In the event the breach involves ten (10) or more patients whose contact information is out-of-date, we will post a notice of the breach on the home page of our website or in a major print or broadcast media. If the breach involves more than five hundred (500) patients in the state or jurisdiction, we are required to notify immediately the Secretary of the Department of Health and Human Services. We are also required to submit an annual report to the Secretary of the Department of Health and Human Services of a breach that involved less than five hundred (500) patients during the year and will maintain a written log of breaches involving less than five hundred (500) patients.
· Complaints. If you believe your privacy rights have been violated, you may file a complaint with us or with the Secretary of the Department of Health and Human Services, 200 Independence Avenue, S.W., Washington, D.C. 20201. To file a complaint with us, contact the Privacy Officer at the address above. All complaints must be submitted in writing and should be submitted within one hundred eighty (180) days of when you knew or should have known that the alleged violation occurred. See the Office for Civil Rights website, www.hhs.gov/ocr/hipaa, for more information. You will not be penalized for filing a complaint.
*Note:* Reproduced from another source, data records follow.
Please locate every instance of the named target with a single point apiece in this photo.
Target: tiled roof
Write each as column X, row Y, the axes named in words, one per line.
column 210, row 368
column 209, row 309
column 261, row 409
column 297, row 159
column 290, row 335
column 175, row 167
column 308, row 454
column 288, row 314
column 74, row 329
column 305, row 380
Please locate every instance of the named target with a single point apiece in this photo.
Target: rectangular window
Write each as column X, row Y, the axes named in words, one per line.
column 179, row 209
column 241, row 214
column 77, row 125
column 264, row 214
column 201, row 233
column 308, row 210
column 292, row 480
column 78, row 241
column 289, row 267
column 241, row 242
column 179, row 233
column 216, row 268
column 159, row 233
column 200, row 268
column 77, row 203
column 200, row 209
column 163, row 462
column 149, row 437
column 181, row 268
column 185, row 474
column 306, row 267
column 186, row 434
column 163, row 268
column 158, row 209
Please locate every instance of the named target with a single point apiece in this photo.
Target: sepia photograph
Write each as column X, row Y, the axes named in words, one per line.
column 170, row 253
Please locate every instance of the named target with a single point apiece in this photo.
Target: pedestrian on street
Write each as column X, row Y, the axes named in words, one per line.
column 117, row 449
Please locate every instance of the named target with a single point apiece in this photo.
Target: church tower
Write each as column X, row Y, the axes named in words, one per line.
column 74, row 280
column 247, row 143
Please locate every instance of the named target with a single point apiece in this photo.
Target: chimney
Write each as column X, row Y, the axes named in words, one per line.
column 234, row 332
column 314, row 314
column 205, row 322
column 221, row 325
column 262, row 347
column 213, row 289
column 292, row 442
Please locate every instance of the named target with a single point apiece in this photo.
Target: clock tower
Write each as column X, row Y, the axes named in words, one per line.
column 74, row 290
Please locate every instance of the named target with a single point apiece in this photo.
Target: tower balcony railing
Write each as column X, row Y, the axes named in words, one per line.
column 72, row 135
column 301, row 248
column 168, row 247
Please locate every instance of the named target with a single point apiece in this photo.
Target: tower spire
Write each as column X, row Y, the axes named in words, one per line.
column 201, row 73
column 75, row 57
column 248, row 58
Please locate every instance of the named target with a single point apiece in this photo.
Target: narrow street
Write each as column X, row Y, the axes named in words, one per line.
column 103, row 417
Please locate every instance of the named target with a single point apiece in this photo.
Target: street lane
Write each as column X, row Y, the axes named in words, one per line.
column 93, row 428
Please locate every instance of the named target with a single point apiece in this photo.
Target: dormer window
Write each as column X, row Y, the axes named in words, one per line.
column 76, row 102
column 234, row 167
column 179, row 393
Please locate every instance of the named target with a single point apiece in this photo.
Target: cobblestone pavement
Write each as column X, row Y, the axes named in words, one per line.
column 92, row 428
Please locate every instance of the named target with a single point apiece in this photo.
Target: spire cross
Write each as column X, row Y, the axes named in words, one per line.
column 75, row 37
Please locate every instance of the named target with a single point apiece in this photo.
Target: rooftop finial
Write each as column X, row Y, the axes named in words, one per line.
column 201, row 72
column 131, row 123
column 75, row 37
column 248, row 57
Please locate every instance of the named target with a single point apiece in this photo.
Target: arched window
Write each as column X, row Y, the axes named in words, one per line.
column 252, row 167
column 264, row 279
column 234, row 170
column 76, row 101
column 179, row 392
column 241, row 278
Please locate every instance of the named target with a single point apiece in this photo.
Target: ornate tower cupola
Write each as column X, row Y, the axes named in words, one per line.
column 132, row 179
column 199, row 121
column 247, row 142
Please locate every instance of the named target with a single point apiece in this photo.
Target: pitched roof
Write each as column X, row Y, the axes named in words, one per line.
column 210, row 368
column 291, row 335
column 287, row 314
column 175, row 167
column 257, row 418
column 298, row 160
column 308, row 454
F. EFFECTIVE DATE OF NOTICE
This Notice was published and originally became effective on April 14, 2003. This Notice was last updated on March 26, 2019. Please note that changes in law affecting your privacy rights may take effect at different times. Please speak with the Privacy Officer if you have any questions.
If you have a question, need more information about this Notice, or wish to file a complaint, please contact Dermatology Associates’ Privacy Officer at 207-775-3526 or in writing at the address above.